Esaïe
49:1-7
1
Corinthiens 1:1-9
Jean
1:29-42
Chers frères et soeurs,
L’Eglise, c’est là que se rassemblent ceux qui ont été appelés. Elle n’est pas le rassemblement de ceux qui voudraient pratiquer une ascèse en commun. Elle n’est pas le rassemblement de ceux qui souhaitent pratiquer ensemble les mêmes rites. Elle n’est pas le rassemblement de ceux qui ont une même vision commune du monde et de l’existence. Elle n’est pas le rassemblement de ceux qui souhaitent se tenir chaud pour avoir moins peur. Elle n’est pas le rassemblement de ceux qui veulent changer le monde. Elle n’est pas le rassemblement de ceux qui veulent se changer. Elle est le rassemblement de ceux qui ont été appelés. Elle est en son être même porteuse de cette appel. C’est ce que veut dire le mot qui la désigne, εκκλησια,
Le début de la première épître aux Corinthiens nous donne un peu de précisions : nous sommes appelés à être saints, c’est à dire mis à part. Mis à part, non pas parce que nous serions spécialement méritants, non pas pour profiter de l’éventuel bénéfice de cette sainteté, mais bien comme le prophète Esaïe le dit : établis pour être la lumière des nations. Dieu veut faire de nous des témoins de son salut, des signes vivants de son amour pour le monde. Et cela est possible parce que, comme le dit l’apôtre Paul, le témoignage de Christ a été fermement établi en nous. Vraiment ? Mais le croyant qui cherche ce qu’il ressent peut parfois en douter. Mais Paul ne dit pas : le témoignage de Christ pourrait être établi en vous, il dit qu’il l’est, et qu’il l’est fermement. Il faut prendre cette parole telle qu’elle est : pas une possibilité, pas une potentialité, mais bien une affirmation.

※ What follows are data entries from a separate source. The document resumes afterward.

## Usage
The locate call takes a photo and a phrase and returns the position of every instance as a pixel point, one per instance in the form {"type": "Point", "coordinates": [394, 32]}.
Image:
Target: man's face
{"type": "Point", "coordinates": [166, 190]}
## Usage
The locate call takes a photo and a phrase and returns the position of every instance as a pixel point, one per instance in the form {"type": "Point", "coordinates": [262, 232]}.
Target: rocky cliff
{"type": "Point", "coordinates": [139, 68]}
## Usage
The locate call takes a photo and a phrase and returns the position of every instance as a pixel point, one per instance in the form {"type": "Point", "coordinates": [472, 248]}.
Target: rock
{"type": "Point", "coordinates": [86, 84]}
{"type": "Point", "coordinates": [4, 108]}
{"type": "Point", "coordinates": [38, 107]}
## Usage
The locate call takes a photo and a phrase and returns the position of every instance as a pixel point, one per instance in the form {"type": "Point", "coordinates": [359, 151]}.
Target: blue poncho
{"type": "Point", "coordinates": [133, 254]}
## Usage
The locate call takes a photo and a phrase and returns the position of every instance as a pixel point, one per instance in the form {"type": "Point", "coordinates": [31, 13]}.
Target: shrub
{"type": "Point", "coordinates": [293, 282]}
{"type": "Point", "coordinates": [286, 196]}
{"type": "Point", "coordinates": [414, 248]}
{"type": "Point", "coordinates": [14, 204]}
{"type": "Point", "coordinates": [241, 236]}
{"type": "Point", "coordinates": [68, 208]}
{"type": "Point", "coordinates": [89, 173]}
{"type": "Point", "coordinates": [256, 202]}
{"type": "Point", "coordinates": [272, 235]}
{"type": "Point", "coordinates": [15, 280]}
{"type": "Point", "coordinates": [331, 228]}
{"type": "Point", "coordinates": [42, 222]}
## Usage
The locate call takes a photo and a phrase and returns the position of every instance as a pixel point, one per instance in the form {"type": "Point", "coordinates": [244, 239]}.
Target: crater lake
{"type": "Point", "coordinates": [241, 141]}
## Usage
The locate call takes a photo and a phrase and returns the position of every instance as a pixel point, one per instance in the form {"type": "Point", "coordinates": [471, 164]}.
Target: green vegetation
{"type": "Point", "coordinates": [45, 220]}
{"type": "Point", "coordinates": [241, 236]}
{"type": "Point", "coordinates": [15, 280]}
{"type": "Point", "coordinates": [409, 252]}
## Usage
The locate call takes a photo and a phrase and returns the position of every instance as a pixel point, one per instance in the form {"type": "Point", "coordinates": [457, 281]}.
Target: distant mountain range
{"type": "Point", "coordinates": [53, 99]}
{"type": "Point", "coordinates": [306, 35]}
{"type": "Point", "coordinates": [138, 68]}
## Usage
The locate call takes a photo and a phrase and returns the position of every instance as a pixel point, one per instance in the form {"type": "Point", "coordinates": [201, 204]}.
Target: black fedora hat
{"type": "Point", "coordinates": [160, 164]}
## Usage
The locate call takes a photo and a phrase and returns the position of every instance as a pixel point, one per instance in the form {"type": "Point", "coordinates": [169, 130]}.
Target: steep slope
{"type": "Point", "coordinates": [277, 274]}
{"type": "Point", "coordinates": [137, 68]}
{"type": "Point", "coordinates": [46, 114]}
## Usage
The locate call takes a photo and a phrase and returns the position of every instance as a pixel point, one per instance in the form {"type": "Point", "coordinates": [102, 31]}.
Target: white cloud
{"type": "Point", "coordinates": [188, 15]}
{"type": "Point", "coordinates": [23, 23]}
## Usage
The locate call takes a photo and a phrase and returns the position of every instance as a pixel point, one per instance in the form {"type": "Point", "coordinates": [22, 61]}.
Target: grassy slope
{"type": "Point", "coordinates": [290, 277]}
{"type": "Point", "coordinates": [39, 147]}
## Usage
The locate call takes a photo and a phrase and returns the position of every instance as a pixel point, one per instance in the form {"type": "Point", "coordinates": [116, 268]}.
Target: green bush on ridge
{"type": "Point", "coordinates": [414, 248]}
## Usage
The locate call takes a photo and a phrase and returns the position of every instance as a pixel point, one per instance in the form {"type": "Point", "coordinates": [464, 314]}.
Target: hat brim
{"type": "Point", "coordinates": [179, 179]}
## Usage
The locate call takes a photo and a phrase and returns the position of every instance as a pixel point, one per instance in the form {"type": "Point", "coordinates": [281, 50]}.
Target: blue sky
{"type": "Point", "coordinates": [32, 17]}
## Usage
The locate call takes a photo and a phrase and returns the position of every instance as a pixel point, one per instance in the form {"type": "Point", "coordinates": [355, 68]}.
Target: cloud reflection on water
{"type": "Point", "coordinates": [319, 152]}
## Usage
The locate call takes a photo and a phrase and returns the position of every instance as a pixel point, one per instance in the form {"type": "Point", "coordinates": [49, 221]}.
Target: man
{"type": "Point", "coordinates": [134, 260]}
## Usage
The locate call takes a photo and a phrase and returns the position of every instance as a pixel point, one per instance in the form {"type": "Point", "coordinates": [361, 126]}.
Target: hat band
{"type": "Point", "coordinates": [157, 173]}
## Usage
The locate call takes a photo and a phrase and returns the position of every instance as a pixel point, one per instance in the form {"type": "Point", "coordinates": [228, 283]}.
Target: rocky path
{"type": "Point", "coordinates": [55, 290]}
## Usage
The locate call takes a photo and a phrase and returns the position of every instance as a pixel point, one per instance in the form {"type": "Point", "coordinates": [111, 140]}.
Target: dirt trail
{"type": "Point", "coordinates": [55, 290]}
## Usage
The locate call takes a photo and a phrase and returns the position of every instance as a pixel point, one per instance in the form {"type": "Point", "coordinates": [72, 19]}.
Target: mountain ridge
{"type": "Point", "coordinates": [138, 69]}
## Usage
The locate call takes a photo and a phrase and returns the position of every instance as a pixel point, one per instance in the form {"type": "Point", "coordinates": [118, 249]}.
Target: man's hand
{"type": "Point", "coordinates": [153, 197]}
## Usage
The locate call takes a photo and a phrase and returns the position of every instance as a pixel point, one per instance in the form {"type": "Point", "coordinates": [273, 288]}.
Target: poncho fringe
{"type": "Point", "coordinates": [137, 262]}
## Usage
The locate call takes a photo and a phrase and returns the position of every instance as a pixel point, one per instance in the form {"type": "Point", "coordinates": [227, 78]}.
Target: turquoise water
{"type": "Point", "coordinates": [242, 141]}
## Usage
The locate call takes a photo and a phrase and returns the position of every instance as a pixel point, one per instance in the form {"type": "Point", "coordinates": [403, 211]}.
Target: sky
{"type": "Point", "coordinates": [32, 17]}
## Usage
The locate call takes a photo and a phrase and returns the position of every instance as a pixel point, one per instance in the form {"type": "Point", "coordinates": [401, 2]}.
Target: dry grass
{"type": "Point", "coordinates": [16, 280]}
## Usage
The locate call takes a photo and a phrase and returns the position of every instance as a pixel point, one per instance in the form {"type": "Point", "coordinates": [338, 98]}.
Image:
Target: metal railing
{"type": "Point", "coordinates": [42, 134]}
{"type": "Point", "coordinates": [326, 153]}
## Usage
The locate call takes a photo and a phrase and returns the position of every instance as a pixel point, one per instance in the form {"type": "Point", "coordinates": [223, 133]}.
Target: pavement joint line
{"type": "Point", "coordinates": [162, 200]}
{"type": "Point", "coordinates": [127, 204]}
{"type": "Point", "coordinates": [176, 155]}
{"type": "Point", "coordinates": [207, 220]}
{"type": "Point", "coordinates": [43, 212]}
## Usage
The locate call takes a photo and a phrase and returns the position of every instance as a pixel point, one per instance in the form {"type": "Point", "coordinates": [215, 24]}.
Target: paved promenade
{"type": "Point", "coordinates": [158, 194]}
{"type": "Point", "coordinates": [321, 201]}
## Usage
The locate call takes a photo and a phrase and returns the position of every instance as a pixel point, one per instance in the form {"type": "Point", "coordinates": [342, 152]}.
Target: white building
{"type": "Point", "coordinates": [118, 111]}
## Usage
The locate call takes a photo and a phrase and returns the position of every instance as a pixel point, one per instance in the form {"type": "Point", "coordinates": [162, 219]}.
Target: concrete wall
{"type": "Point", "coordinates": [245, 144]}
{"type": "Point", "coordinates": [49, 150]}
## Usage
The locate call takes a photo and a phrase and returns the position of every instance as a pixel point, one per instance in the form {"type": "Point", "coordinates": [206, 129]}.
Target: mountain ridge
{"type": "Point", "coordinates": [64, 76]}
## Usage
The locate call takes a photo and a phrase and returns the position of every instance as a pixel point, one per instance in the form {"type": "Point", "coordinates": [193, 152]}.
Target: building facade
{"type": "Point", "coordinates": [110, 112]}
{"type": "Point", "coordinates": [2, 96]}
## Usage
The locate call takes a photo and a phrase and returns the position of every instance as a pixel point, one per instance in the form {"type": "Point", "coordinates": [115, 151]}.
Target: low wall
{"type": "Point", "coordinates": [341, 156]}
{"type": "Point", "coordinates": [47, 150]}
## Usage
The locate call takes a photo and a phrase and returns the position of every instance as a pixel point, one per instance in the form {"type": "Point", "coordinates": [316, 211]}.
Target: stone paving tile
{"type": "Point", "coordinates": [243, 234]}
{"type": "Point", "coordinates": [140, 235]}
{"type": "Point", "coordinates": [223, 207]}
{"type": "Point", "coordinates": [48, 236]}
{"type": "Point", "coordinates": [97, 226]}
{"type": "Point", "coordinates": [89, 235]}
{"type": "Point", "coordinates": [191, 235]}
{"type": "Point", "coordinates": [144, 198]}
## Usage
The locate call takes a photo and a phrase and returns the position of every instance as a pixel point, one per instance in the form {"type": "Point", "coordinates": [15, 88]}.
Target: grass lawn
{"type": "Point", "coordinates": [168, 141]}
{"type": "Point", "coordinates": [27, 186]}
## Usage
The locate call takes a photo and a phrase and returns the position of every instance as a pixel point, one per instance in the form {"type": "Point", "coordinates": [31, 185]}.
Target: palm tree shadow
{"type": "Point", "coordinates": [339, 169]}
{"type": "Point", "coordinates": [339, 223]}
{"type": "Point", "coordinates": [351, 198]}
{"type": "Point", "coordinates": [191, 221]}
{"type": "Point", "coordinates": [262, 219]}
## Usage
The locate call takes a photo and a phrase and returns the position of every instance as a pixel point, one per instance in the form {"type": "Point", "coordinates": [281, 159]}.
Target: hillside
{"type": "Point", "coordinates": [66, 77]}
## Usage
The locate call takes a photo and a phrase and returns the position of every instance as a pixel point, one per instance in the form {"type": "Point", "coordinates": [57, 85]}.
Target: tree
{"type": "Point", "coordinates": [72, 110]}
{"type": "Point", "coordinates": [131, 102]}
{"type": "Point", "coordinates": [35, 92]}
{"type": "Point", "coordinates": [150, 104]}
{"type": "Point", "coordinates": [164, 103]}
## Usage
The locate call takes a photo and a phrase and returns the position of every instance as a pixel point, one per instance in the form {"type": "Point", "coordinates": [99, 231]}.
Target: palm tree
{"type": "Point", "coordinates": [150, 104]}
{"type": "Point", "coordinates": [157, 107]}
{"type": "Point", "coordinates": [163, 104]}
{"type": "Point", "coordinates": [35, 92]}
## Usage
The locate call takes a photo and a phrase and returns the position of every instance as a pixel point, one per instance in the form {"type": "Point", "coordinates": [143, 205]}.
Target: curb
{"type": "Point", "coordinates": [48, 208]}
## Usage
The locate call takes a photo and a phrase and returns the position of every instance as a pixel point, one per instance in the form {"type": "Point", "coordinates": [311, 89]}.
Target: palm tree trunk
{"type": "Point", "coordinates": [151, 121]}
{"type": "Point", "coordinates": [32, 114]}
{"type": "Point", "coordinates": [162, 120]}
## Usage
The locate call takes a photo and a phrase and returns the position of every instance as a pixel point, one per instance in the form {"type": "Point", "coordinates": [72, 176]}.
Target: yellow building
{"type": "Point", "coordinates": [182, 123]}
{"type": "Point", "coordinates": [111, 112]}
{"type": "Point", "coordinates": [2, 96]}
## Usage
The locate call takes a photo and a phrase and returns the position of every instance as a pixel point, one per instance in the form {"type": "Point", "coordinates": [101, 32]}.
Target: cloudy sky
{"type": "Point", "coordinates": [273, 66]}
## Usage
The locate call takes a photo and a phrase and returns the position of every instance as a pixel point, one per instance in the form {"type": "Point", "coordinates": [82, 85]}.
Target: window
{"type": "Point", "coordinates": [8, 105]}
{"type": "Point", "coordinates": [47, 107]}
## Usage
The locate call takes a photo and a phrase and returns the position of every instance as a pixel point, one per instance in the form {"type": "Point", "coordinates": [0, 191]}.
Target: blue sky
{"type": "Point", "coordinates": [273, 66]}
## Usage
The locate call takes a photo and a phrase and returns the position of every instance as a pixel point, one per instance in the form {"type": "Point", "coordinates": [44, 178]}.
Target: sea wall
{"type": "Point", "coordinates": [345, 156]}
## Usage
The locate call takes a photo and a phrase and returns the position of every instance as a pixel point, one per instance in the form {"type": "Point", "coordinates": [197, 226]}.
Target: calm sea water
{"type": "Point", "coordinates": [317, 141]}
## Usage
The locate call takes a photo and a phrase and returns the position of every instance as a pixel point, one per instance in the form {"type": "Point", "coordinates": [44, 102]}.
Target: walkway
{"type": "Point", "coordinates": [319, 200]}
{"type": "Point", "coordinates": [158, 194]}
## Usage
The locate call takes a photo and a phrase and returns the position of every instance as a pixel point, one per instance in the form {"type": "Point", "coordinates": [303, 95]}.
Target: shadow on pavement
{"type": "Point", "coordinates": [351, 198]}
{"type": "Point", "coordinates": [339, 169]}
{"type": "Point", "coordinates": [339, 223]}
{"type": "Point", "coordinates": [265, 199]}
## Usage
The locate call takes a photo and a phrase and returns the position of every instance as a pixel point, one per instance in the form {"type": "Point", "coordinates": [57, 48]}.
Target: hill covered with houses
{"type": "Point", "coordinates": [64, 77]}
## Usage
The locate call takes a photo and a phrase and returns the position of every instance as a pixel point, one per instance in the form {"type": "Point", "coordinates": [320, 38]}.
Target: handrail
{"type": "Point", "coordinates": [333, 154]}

Non seulement vous êtes appelés, mais vous êtes aussi nommés. Vous n’êtes pas pour Dieu quelque chose, mais quelqu’un. Soyez-en sûrs. Et même plus, vous êtes équipés pour répondre à cet appel. L’appel de Dieu n’est pas reporté après une période de formation. A notre époque, à chaque fois que quelqu’un prend un nouveau poste, il est formé. Mais Dieu, à chaque fois qu’il lance un appel, équipe et forme en même temps. Bien sûr, il faut savoir ce qu’il faut dire ou faire. Mais pour cela, il faut être à l’écoute de Dieu, et comprendre ses leçons, ce qu’il nous donne pour vivre et témoigner. Et rester en permanence à son écoute, à son école. Avec toute son intelligence, sa foi, sa vie.
On
voit dans ce passage de l’Evangile de Jean le début de
cette école de disciple, de cette université du
témoignage : voir, écouter puis parler, témoigner.
Dieu
vous a appelés à la communion de son Fils. Voici
comment.
Jean
raconte ce qu’il vient de vivre, lui qui aurait eu beaucoup de
choses à dire sur sa vie de prophète du désert.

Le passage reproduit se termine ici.